North American Islamic Trust (NAIT)
- Company type: Private; not-for-profit; tax-exempt organization under Section 501(c)(3) of the Internal Revenue Code
- Founded: Plainfield, Indiana, US (1973)
- Founder: Muslim Students Association
- Headquarters: Oak Brook, IL, US
- Area served: US
- Parent: Islamic Society of North America
- Subsidiaries: Allied Asset Advisors; American Trust Publications; Islamic Book Service
- Website: nait.net

= North American Islamic Trust =

Trustee of Islamic centers, mosques and schools in the US

The North American Islamic Trust (NAIT) is based in Plainfield, Indiana, owns Islamic properties and promotes waqf (Islamic endowments) in North America. Founded by immigrants who arrived in the US during the 1960s, NAIT has roots in the Muslim Students Association. In the 1970s and thereafter, NAIT helped provide college students with worship services.

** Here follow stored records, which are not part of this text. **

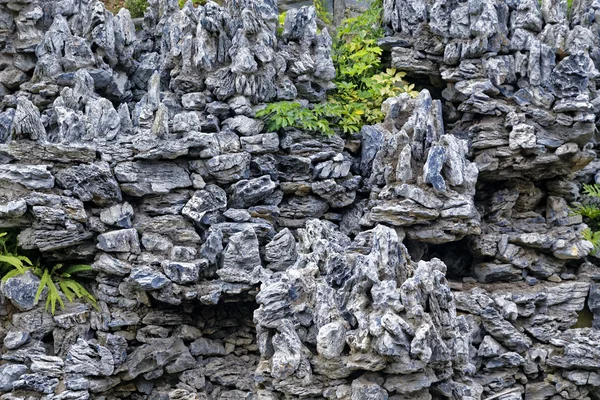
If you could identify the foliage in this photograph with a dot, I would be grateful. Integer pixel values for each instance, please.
(590, 211)
(9, 259)
(361, 85)
(137, 8)
(58, 280)
(195, 2)
(281, 22)
(592, 237)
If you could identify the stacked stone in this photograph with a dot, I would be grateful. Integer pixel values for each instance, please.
(520, 89)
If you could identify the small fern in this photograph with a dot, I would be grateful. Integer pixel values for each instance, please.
(9, 259)
(591, 214)
(591, 190)
(361, 83)
(62, 277)
(58, 280)
(322, 12)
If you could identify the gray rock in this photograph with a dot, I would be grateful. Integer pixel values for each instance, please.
(91, 182)
(37, 383)
(242, 251)
(30, 176)
(15, 339)
(229, 168)
(21, 290)
(111, 265)
(207, 347)
(244, 126)
(9, 374)
(118, 215)
(89, 359)
(259, 144)
(29, 125)
(182, 272)
(152, 356)
(141, 178)
(281, 251)
(211, 198)
(121, 241)
(330, 339)
(247, 193)
(148, 278)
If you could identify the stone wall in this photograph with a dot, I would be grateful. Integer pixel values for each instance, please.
(431, 256)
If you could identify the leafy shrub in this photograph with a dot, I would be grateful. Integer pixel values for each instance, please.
(322, 12)
(590, 211)
(137, 8)
(361, 86)
(58, 280)
(9, 258)
(195, 2)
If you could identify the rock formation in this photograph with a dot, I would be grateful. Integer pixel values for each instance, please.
(430, 256)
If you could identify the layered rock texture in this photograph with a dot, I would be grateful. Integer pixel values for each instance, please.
(431, 256)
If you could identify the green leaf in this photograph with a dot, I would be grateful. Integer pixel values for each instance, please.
(74, 269)
(13, 261)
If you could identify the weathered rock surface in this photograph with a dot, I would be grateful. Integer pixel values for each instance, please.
(433, 255)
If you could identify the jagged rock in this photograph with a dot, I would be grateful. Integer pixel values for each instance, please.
(111, 265)
(244, 126)
(142, 178)
(30, 176)
(207, 347)
(148, 279)
(92, 182)
(121, 241)
(211, 198)
(37, 383)
(9, 374)
(247, 193)
(27, 123)
(152, 356)
(182, 272)
(89, 359)
(229, 168)
(281, 251)
(16, 339)
(118, 215)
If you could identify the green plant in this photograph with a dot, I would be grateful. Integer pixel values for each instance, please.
(590, 211)
(322, 12)
(196, 3)
(58, 280)
(137, 8)
(361, 85)
(9, 258)
(281, 22)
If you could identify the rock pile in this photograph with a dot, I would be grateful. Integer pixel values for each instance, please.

Today, NAIT serves as the trustee of about 200 Islamic centers, mosques and schools. The properties of those mosques are estimated to be worth in the hundreds of millions of dollars.

==Background==
NAIT was established in 1973 in Indiana by the Muslim Students Association (MSA) of the United States and Canada, by some of the same Muslim Brotherhood members who started the MSA. ISNA's President, Dr. Ingrid Mattson, is a former member of the NAIT board of directors. A sister organization under the same name registered a few years later in the Canadian province of Ontario.

==Financial services==

===Financing mosques and Islamic schools===

NAIT offers waqf protection to properties of mosques, safeguards these community assets, and ensures their conformity to Islamic purposes. According to a report by the Council on American-Islamic Relations (CAIR), in 2000 NAIT funded an estimated 27% of the 1,209 mosques in the US. NAIT held title to over 320 properties as of June 2003. Title to about one in four mosques in the US are held by NAIT. NAIT does not monitor, manage, or supervise any mosque, community center, school, or place of worship.

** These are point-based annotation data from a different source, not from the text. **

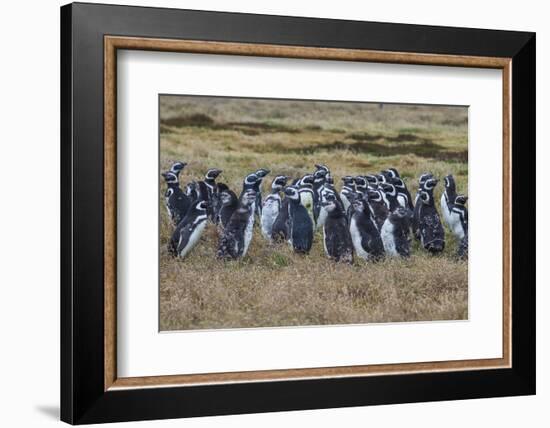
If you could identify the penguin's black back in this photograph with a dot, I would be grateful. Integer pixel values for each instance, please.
(337, 237)
(280, 230)
(370, 234)
(231, 244)
(430, 228)
(301, 228)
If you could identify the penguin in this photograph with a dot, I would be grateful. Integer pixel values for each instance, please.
(307, 195)
(326, 189)
(458, 223)
(389, 194)
(336, 235)
(192, 191)
(280, 231)
(395, 233)
(237, 235)
(430, 229)
(319, 180)
(189, 230)
(447, 198)
(177, 167)
(364, 232)
(423, 179)
(377, 207)
(403, 195)
(347, 188)
(177, 203)
(229, 203)
(272, 206)
(261, 173)
(208, 190)
(301, 226)
(460, 209)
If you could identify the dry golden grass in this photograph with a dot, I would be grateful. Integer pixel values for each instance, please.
(272, 286)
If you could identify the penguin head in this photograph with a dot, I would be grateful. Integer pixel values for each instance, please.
(360, 181)
(292, 193)
(191, 188)
(371, 180)
(461, 200)
(425, 197)
(359, 204)
(321, 167)
(348, 180)
(329, 201)
(374, 195)
(402, 214)
(262, 172)
(450, 183)
(390, 173)
(307, 181)
(423, 177)
(319, 176)
(381, 178)
(227, 197)
(389, 189)
(430, 183)
(279, 182)
(177, 167)
(200, 206)
(170, 177)
(251, 179)
(212, 173)
(248, 198)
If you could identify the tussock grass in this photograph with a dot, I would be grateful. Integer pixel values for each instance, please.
(272, 286)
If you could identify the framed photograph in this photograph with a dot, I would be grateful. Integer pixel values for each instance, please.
(266, 213)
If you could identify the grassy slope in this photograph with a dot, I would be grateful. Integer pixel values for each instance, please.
(272, 286)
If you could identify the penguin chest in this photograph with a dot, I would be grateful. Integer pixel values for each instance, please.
(248, 233)
(356, 239)
(196, 232)
(270, 211)
(387, 233)
(445, 211)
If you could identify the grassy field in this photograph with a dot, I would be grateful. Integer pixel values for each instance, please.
(272, 286)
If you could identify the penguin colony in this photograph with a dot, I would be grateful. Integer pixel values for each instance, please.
(372, 216)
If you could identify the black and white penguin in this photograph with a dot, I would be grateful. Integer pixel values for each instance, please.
(192, 191)
(177, 167)
(447, 199)
(377, 207)
(261, 173)
(307, 195)
(336, 235)
(272, 206)
(459, 208)
(389, 194)
(430, 229)
(189, 230)
(208, 190)
(395, 233)
(319, 180)
(348, 188)
(403, 194)
(423, 179)
(364, 232)
(300, 224)
(229, 203)
(177, 203)
(237, 234)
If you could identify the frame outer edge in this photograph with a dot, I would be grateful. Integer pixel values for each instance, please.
(66, 226)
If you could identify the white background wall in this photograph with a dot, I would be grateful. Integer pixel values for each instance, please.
(29, 214)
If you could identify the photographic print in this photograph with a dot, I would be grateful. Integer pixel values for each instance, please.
(281, 212)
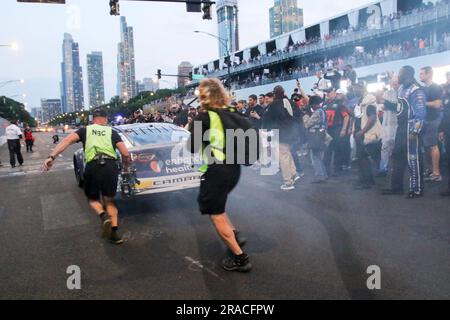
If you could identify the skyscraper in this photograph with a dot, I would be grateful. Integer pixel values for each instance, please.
(148, 84)
(227, 16)
(50, 109)
(126, 74)
(96, 83)
(72, 95)
(184, 69)
(285, 16)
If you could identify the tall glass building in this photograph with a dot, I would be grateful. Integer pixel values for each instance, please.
(72, 95)
(126, 83)
(285, 16)
(96, 82)
(227, 15)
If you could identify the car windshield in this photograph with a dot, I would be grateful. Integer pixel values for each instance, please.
(155, 135)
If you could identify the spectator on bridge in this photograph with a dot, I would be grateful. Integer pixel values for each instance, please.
(389, 102)
(367, 132)
(269, 99)
(444, 129)
(254, 111)
(407, 150)
(316, 124)
(338, 121)
(13, 137)
(434, 96)
(350, 74)
(241, 106)
(262, 100)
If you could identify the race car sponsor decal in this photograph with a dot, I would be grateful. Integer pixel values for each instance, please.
(159, 162)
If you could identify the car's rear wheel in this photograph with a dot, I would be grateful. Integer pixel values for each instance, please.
(80, 181)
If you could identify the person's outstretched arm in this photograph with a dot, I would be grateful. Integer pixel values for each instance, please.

NAIT facilitates the establishment of mosques (such as the Dar Al Hijrah Islamic Center, the grounds of which were purchased on June 19, 1983, by NAIT) and Islamic schools by extending limited interest-free loans to needy communities from its investment venture called the Islamic Centers Cooperative Fund (ICCF). About 8% of this fund goes annually to support local communities acquiring and improving mosques. The remainder is placed in real estate and other investments.

NAIT does not provide any financial or other monetary support to the Muslim Student Association.

==Controversy==
In 2007, federal prosecutors brought charges against Holy Land Foundation for allegedly funding terrorist activities of Hamas and other Islamic terrorist organizations. NAIT was named as an unindicted co-conspirator in the case, along with the Council on American-Islamic Relations (CAIR) and ISNA. The Al Ahram Weekly said American "Muslims [were] witnessing a smear campaign", insisting instead that the named groups "represent the viewpoints and interests of the mainstream American Muslim community."

In 2009, U.S. District Court Judge Jorge Solis found that the Justice Department violated the Fifth Amendment rights of the NAIT and CAIR in 2007 by not sealing the list. At the same time, Solis said that there was "ample evidence to establish the association" of NAIT with Hamas.

On October 20, 2010, Judges Garza, Benavides, and Crone of the Fifth Circuit Court of Appeals found that the U.S. Department of Justice violated the Fifth Amendment rights of NAIT, and by implication the rights of more than 300 similarly named Muslim organizations and individuals when it failed to seal the unindicted co-conspirator list. The court ruled that inclusion on the list was the result of "simply an untested allegation of the Government made in anticipation of a possible evidentiary dispute that never came to pass." While the panel agreed portions of Solis' ruling "went too far", it refused to strike the organization from the list.